The ancient city of Pergamon has come alive in Berlin
It's a pleasant day in the city of Pergamon, and hundreds of people clog the streets for religious festivities or linger around the theatre trying to catch a glimpse of Emperor Hadrian visiting town. Pergamon is a prosperous town, no ruins are to be seen, and even the colourful frieze of Gods and Giants around the Great Altar is complete.
In the middle of all this, several dozen journalists from the 21st century are gaping at the panorama. They stand on the 15 m high platform of a flimsy metal guard tower that shakes whenever someone comes up the narrow stairs. The whole town and its bustling life consist of 2500 m2 of printed polyester panels hanging in a purpose-built rotunda in front of the Pergamon Museum.
In contrast to the grand panoramas popular around 1900, such as the Crucifixion Panorama in Altötting or the impressive Racławice Panorama now hanging in Wrocław, this one is not meant to be a permanent installation.

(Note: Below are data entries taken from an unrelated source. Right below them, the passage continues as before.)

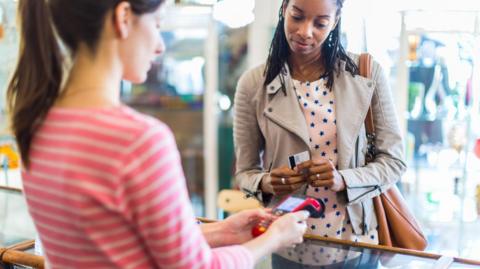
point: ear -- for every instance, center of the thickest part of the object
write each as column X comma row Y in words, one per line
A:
column 337, row 19
column 123, row 18
column 284, row 8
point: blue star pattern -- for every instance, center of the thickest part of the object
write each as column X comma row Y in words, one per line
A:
column 318, row 105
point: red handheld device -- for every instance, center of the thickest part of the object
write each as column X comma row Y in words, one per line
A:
column 292, row 203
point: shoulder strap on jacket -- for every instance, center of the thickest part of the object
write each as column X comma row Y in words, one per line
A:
column 365, row 69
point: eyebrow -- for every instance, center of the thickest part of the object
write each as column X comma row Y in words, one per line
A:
column 319, row 16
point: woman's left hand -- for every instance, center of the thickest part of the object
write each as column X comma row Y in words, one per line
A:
column 238, row 227
column 322, row 173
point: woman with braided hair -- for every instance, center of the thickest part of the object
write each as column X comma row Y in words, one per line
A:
column 309, row 96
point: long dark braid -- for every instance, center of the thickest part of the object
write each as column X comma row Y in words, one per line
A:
column 332, row 51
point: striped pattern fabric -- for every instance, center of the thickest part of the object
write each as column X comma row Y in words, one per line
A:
column 106, row 189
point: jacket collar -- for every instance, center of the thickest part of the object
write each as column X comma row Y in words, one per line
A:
column 352, row 99
column 276, row 84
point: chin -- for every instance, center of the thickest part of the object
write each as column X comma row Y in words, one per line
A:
column 137, row 78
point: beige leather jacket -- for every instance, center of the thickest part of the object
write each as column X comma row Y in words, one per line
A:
column 269, row 126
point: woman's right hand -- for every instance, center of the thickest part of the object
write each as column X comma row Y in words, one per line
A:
column 288, row 230
column 282, row 180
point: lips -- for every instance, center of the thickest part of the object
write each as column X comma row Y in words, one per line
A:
column 301, row 45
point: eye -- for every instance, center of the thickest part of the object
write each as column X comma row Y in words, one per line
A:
column 297, row 18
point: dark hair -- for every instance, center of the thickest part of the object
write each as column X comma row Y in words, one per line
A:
column 332, row 51
column 36, row 81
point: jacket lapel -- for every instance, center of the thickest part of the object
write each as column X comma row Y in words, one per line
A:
column 283, row 108
column 353, row 96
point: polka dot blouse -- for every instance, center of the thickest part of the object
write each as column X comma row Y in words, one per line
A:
column 318, row 105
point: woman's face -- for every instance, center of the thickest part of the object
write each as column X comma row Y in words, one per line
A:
column 308, row 24
column 144, row 44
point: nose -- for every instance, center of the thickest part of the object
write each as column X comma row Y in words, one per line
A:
column 160, row 48
column 306, row 30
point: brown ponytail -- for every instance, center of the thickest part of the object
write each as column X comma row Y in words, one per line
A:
column 35, row 84
column 37, row 79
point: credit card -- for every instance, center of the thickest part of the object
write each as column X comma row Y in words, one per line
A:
column 298, row 158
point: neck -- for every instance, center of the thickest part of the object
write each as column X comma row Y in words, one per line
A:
column 94, row 80
column 306, row 67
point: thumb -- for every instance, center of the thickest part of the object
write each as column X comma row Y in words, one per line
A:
column 301, row 215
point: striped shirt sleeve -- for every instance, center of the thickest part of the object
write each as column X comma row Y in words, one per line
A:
column 154, row 198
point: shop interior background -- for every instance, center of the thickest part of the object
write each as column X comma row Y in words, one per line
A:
column 429, row 49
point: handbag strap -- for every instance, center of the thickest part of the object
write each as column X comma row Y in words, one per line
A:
column 365, row 70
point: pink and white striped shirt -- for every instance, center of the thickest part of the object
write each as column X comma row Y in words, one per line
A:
column 106, row 189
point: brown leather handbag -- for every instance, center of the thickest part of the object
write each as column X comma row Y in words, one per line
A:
column 397, row 226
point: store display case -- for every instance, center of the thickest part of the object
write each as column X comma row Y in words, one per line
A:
column 320, row 252
column 16, row 224
column 439, row 74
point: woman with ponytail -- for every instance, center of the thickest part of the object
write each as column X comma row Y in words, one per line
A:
column 309, row 96
column 104, row 183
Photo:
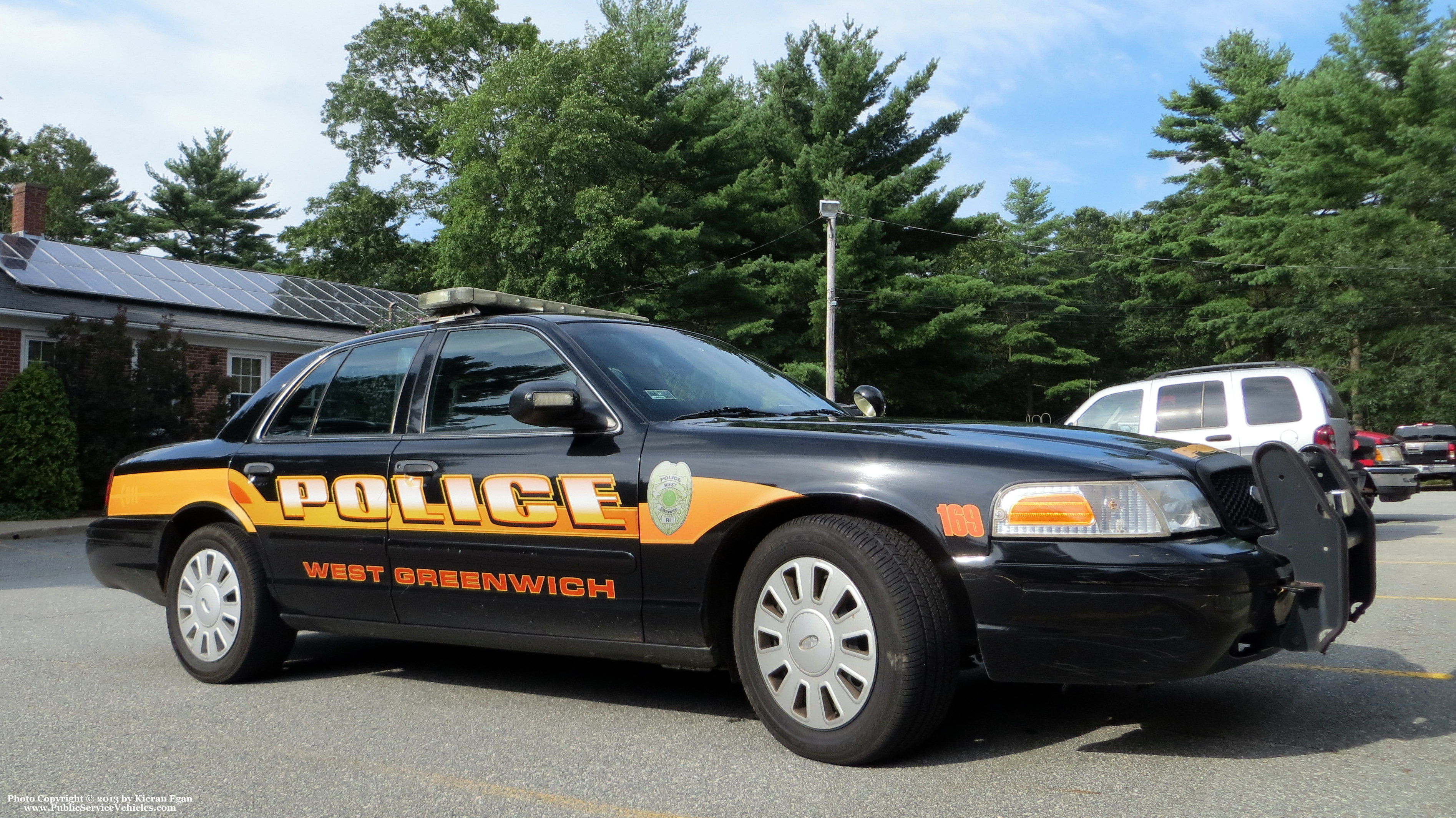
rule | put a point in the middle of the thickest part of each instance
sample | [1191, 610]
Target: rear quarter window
[1120, 412]
[1270, 399]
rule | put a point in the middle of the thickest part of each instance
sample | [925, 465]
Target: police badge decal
[669, 494]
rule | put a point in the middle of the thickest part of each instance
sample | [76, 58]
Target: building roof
[63, 279]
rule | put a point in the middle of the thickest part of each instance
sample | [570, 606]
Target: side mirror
[557, 404]
[870, 401]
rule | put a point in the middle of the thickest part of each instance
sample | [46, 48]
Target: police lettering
[517, 501]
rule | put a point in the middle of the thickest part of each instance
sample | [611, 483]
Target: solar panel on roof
[57, 266]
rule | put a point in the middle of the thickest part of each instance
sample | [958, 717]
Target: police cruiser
[536, 477]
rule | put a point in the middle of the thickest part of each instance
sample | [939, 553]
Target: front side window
[1192, 407]
[667, 373]
[1270, 401]
[478, 370]
[1120, 412]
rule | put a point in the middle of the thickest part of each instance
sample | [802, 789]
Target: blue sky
[1062, 91]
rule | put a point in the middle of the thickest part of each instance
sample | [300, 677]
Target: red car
[1382, 459]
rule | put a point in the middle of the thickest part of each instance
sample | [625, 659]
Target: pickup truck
[1430, 447]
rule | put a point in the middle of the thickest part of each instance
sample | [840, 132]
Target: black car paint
[1049, 612]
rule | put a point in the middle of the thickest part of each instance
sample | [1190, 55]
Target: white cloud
[138, 78]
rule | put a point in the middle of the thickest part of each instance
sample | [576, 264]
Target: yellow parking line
[485, 788]
[1362, 670]
[1428, 599]
[1410, 562]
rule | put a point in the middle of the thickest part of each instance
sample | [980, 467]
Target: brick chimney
[28, 209]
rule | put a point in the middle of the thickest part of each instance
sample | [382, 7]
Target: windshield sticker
[669, 495]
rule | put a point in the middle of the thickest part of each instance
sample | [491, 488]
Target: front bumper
[1125, 614]
[1139, 612]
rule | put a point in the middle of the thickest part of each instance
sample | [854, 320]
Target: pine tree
[38, 478]
[354, 236]
[1181, 312]
[584, 171]
[207, 210]
[124, 396]
[85, 204]
[404, 72]
[1358, 211]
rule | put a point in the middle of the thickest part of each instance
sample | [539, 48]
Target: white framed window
[37, 350]
[247, 372]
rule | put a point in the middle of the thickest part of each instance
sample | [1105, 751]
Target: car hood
[944, 440]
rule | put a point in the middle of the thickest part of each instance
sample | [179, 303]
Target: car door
[321, 465]
[504, 526]
[1193, 409]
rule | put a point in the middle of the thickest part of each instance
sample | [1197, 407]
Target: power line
[1026, 245]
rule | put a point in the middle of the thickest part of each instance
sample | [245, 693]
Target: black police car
[536, 477]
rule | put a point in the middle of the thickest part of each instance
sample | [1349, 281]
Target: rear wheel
[845, 640]
[225, 627]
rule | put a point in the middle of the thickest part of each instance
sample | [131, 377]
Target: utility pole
[829, 209]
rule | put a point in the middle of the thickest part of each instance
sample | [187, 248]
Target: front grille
[1232, 488]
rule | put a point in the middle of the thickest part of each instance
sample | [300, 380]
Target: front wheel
[225, 627]
[845, 640]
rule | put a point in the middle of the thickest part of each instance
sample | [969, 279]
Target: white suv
[1234, 407]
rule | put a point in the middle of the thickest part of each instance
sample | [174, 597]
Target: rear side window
[1120, 412]
[362, 398]
[1192, 407]
[476, 373]
[296, 417]
[1270, 401]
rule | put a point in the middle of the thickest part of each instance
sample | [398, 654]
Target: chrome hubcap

It will only accompany the Pergamon exhibition in the Museum itself, which will be open for one year. And yet its creator, Yadegar Asisi, spent several years working on it. It may not be hand-painted like the older panoramas (except for the glow-in-the-dark parts), but since archaeologists had a say in every last detail of the crowded scene, a lot of research went into the computerised reconstruction of the setting.
The exhibition beyond shows hundreds of finds from the antique city, many of them for the first time, plus some replicas of major statues found in Pergamon. The Pergamon exhibition and the Pergamon Panorama are open from 30 September 2011 until 30 September 2012 in the Berlin Pergamon Museum.